Quando escolheu Abraão e seus descendentes para serem Seus representantes aqui na Terra o Eterno desejava mostrar a todas as nações como deveriam proceder os que são chamados pelo Seu nome e como Ele gostaria de agir com cada ser humano, mas Israel falhou em sua missão.

Cristo veio, viveu entre nós e morreu pela humanidade. Deixou-nos um exemplo a ser seguido e derrubou as barreiras/preconceitos até então existentes acerca de quem seriam os eleitos do Pai. A salvação chegou até nós, mas, junto com a salvação, veio também a missão de tornar Seu nome conhecido e testemunhar de Seu poder a “todas as nações” (Mateus 24:14).

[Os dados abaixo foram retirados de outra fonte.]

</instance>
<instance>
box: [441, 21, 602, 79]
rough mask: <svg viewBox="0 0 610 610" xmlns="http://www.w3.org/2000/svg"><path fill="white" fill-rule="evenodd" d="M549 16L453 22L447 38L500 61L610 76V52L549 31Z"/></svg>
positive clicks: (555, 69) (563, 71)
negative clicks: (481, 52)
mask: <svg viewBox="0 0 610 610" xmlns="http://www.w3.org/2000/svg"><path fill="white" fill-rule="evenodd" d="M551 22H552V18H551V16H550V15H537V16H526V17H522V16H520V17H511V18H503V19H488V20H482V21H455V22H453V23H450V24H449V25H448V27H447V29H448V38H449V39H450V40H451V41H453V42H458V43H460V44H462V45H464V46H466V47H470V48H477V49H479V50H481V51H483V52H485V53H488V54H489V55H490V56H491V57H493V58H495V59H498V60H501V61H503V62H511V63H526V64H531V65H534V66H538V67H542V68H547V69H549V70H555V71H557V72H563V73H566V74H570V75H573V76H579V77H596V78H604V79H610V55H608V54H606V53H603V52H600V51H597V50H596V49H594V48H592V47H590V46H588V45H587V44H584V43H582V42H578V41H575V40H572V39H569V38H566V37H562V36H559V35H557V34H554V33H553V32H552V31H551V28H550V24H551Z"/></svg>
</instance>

Paulo afirmou que aqueles que seguiam seus ensinamentos, baseados na Palavra de Deus, e que haviam sidotransformados pelo poder do Espírito Santo eram a “carta de Cristo” (IICoríntios 3:3). Talvez, Einstein, como seu contemporâneo M. Gandhi, tenha decidido não seguir os caminhos do Eterno por haver conhecido péssimas “cartas de divinas”.

Duas frases de Gandhi, acerca dos cristãos, me chamam a atenção: “Eu gosto de Cristo. Eu não gosto de vocês,cristãos. Vocês são tão diferentes de Cristo” e “(…) De fato, não há nada de errado com o cristianismo. O problema são vocês, cristãos. Vocês nem começaram a viver segundo os seus próprios ensinamentos”.

Como uma “carta de Deus” à humanidade como você tem agido? Os que entram em contato com você conseguem ler acerca de Cristo e do amor do Pai? O mundo quer e precisa conhecer o Pai, permita que seja através de você.